The Role of Business In Climate Change Action

President Trump has made it clear that environmental issues, including climate change, are not important to his administration. He appointed the CEO of ExxonMobil as the Secretary of State  and a man who sued the EPA 14 times to head the agency. Climate change is an environmental issue that Trump has repeatedly said he does not even believe occurs. However, many businesses not only believe in climate change but are working to reduce greenhouse gas emissions.

When the government fails, business can succeed. And when it comes to climate change, many businesses are taking action. Back in August, companies and investors taking part in the We Mean Business coalition’s campaign made 1,000 commitments to take action on climate change. There are 688 companies and investors in total that have made commitments. 

A price on carbon is one of the actions that We Mean Business encourages companies to take. There are a number of companies that have set an internal price of carbon. Microsoft is one of them. For Microsoft, an internal carbon fee is part of their aim to be 100 percent carbon neutral, something it achieved in June 2012. Its carbon neutral strategy is based on accountability throughout the company through the internal carbon fee. The carbon fee helps make the company’s different business divisions responsible for the carbon emissions from their air travel and electricity use. Since the internal carbon fee was implemented in 2012, Microsoft has reduced its emissions by 9.5 million metric tons of carbon dioxide equivalent and purchased over 14 billion kilowatt hours of renewable energy.

Another action that We Mean Business encourages companies to take is to eliminate commodity driven deforestation from all supply chains by 2020. One company committed to eliminating deforestation from its supply chains is Unilever. Since the company is the largest single buyer of palm oil in the world, buying three percent of the world’s palm oil, it focuses on palm oil sourcing. The goal is to source palm oil that is traceable and certified sustainable. 

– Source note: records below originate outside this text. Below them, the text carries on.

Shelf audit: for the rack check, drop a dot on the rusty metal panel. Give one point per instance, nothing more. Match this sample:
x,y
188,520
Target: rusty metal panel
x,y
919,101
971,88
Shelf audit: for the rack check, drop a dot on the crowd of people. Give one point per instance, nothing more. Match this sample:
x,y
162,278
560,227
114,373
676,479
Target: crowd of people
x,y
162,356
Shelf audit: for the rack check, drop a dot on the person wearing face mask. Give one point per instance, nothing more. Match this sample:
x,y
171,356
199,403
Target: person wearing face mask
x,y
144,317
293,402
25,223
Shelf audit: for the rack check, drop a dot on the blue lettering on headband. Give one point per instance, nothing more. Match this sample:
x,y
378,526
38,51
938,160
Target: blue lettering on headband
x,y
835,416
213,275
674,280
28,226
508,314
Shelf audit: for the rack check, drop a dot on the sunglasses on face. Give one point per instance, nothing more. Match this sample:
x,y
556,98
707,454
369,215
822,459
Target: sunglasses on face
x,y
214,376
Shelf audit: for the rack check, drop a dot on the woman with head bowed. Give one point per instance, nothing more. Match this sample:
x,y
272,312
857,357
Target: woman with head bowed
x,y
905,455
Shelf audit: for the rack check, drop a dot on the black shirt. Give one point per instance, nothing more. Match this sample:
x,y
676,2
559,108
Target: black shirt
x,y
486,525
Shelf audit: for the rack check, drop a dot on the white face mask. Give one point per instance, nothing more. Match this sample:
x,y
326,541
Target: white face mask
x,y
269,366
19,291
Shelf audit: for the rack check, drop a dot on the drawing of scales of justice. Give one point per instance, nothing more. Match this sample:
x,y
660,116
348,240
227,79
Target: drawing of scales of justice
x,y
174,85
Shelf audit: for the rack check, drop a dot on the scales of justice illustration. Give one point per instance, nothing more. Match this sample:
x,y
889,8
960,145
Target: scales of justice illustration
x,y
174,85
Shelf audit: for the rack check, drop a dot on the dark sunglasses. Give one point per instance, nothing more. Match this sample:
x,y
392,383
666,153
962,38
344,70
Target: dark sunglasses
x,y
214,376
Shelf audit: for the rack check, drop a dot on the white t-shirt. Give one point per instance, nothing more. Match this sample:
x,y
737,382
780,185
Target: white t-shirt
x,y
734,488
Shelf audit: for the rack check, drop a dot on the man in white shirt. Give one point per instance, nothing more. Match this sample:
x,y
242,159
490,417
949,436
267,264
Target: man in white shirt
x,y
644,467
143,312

Reducing short lived climate pollutants (SLCPs) is something that We Mean Business thinks companies should do as part of climate change action. SLCPs include methane black carbon, tropospheric ozone or hydrofluorocarbons. Reducing them can significantly contribute to climate change mitigation by 2050. Although they stay in the atmosphere a shorter time than carbon, they have a warming potential that is greater. Climate experts think that reducing SLCPs is key to keeping the global temperature rise to two degrees Celsius. A number of companies have committed to reducing SLCPs, including Volvo, Deutsch Post DHL, IKEA and HP. 

Companies like Unilever, Microsoft and those taking action to reduce SLCPs have an opportunity now to lead the way in fighting climate change. They can show that it is possible to take climate action and still turn a profit.